T.K. : C’est vrai que l’attribution d’un bonus financier parce qu’on a des résultats conformes aux objectifs est évidemment très important. Il focalise l’attention sur ce qu’on appelle le « cadre de performance », c’est-à-dire cette sélection d’indicateurs faite au début du programme et dont l’atteinte ou non déterminera l’obtention de la réserve de performance. Mais, il ne faut pas oublier que l’enjeu principal, c’est avant tout de s’assurer que le FSE est bien destiné aux personnes qui en ont le plus besoin. Le système de suivi contient donc une batterie d’indicateurs beaucoup plus large que ceux examinés pour la réserve de performance.
En 2016, nous n’en sommes pas encore à constater les résultats formels du programme mais ces indicateurs permettent déjà de vérifier que les personnes qui participent aux opérations sont bien les personnes prioritaires. Si on prend l’inclusion active, par exemple, on est déjà capables de dire si les actions pour lever les freins à l’emploi s’adressent bien majoritairement aux individus les plus éloignés de l’emploi. Pour cet axe d’intervention, nous avons choisi de viser en priorité les chômeurs et les inactifs et le « relevé » régulier des indicateurs nous permet de savoir presque en temps réel si nous ne déviions pas de cette cible. Par « nous », je parle bien évidemment de l’autorité de gestion, mais aussi des autorités de gestion déléguées et des porteurs de projets !

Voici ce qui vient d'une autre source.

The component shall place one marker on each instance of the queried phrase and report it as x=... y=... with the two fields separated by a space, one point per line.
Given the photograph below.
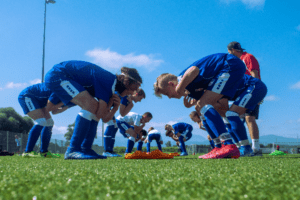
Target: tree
x=10 y=120
x=68 y=135
x=168 y=144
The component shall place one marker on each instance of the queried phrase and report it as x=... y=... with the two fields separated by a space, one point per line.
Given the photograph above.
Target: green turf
x=266 y=177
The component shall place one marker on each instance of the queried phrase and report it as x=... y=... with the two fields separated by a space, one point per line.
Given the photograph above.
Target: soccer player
x=253 y=70
x=68 y=81
x=218 y=75
x=182 y=131
x=37 y=101
x=112 y=128
x=251 y=91
x=153 y=134
x=130 y=125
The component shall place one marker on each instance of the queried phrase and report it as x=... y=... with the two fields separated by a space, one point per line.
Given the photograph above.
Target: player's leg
x=68 y=90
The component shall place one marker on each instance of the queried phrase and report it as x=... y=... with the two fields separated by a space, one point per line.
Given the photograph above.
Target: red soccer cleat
x=227 y=151
x=211 y=152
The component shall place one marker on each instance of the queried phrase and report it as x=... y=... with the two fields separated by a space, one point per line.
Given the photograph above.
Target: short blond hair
x=193 y=114
x=162 y=82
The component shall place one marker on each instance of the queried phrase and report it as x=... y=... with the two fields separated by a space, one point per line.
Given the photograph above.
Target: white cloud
x=60 y=129
x=35 y=81
x=296 y=85
x=249 y=3
x=271 y=98
x=114 y=60
x=12 y=85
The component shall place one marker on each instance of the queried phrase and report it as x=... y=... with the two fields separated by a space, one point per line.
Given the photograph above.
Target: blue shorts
x=62 y=85
x=123 y=127
x=30 y=102
x=251 y=96
x=225 y=82
x=156 y=137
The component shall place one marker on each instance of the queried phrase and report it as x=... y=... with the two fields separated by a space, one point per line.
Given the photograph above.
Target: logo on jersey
x=69 y=88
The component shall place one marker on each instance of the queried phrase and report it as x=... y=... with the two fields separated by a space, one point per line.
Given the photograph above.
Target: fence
x=287 y=147
x=8 y=143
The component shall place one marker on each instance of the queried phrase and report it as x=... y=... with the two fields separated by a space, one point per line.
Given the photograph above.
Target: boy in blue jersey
x=153 y=134
x=182 y=131
x=218 y=75
x=251 y=91
x=112 y=128
x=37 y=101
x=132 y=124
x=68 y=81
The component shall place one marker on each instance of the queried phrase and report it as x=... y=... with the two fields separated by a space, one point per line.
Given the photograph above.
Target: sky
x=154 y=37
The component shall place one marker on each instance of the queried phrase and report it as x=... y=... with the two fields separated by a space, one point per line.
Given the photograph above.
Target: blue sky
x=154 y=37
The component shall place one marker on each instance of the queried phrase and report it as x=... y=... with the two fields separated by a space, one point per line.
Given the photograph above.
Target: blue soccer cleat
x=184 y=154
x=72 y=154
x=115 y=154
x=246 y=151
x=93 y=153
x=107 y=154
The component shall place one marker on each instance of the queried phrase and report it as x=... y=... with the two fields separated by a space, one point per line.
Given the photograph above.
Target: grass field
x=185 y=178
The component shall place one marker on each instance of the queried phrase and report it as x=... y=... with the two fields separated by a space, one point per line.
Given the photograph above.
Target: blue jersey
x=209 y=67
x=124 y=101
x=246 y=82
x=181 y=127
x=96 y=80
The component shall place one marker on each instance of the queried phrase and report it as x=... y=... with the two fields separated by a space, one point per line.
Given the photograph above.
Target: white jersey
x=131 y=118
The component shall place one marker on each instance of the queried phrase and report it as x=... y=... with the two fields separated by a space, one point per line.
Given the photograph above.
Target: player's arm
x=104 y=112
x=187 y=78
x=52 y=107
x=124 y=110
x=254 y=73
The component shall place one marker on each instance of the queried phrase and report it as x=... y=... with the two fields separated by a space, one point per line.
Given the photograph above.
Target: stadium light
x=43 y=66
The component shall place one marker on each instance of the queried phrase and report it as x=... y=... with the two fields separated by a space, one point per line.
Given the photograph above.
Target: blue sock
x=182 y=144
x=148 y=147
x=237 y=125
x=140 y=146
x=214 y=120
x=130 y=145
x=228 y=126
x=82 y=124
x=113 y=136
x=33 y=137
x=90 y=136
x=211 y=134
x=45 y=138
x=159 y=145
x=107 y=138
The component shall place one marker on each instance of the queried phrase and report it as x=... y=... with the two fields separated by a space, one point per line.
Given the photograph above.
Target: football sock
x=82 y=124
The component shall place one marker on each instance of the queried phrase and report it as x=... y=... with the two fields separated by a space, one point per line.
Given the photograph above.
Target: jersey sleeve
x=124 y=101
x=137 y=120
x=251 y=63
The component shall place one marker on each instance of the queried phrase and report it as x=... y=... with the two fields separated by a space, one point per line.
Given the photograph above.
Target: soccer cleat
x=115 y=154
x=184 y=154
x=257 y=152
x=31 y=154
x=211 y=152
x=92 y=153
x=246 y=151
x=72 y=154
x=45 y=154
x=108 y=154
x=226 y=151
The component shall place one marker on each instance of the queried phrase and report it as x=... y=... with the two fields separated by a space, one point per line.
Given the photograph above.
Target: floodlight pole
x=43 y=65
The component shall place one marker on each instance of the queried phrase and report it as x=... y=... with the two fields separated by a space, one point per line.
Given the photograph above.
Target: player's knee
x=205 y=108
x=41 y=122
x=232 y=114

On voit bien la chaîne de responsabilité qui se met en place, où chacun doit prendre une part active, qu’il soit bénéficiaire ou responsable du programme. Mais comment mobiliser davantage les porteurs de projet et faire en sorte que l’approche par les résultats soit perçue non pas comme une contrainte mais comme un outil de pilotage de la performance au niveau du projet lui-même ?

T.K. : Pour assoir une mesure fiable de la performance, il faut collecter des données sur tous les individus participants, ce qui peut être compliqué à mettre en place, y compris par les bénéficiaires. La responsabilité des porteurs de projets est, on le voit, montée d’un cran dans cette nouvelle génération de programmes. D’un autre côté, les indicateurs peuvent parfois sembler « hors sol » ou trop fermant par rapport aux réalités des territoires ou des bénéficiaires. Aujourd’hui, tout l’enjeu est de montrer que ce cadre permet d’avoir une vision partagée de la direction à prendre, y compris pour faire évoluer, éventuellement, le système de suivi. La démarche d’évaluation n’a de sens que si l’ensemble des acteurs s’en saisit pour nouer un dialogue avec l’autorité de gestion et discuter au fond des résultats. Ce n’est pas l’affaire d’un petit cercle d’initiés ! Bien au contraire, je dirais que c’est un sport d’équipe où tous les membres ont un rôle déterminant à jouer. Si on veut qu’elle soit fiable, la méthode impose une identification complète des caractéristiques des personnes.

Quand on aborde les critères de discrimination, avec l’obligation de collecter des informations personnelles – une approche qu’on a peu l’habitude de voir en France - les choses peuvent devenir compliquées pour les porteurs de projet. La solution, c’est de démontrer qu’on est dans un partenariat gagnant-gagnant : pour le porteur de projet, une collecte réussie lui permettra de proposer aux bénéficiaires de son action la meilleure solution possible en fonction de leur situation personnelle ; pour la DGEFP, cela permet de conduire des évaluations d’impact de qualité, compatibles avec les standards européens et internationaux les plus élevés. En tant qu’autorité de gestion, elle est déjà en capacité de rendre compte de ses résultats auprès de la Commission européenne dans le cadre de rapports annuels. Si on veut pleinement être dans l’esprit d’équipe que j’évoquais, les bénéficiaires comme les gestionnaires doivent maintenant pouvoir visualiser plus souvent et plus facilement les données amassées. En tant qu’autorité de gestion, notre effort doit donc être de construire des outils de pilotage qui permettront à chacun, à son niveau, de piloter au mieux le bout de la chaîne qui le concerne C’est, au final, un gage de qualité pour la meilleure utilisation possible des fonds publics et l’assurance que les porteurs de projet pourront se saisir, à leur niveau, des opportunités offertes par l’approche par les résultats.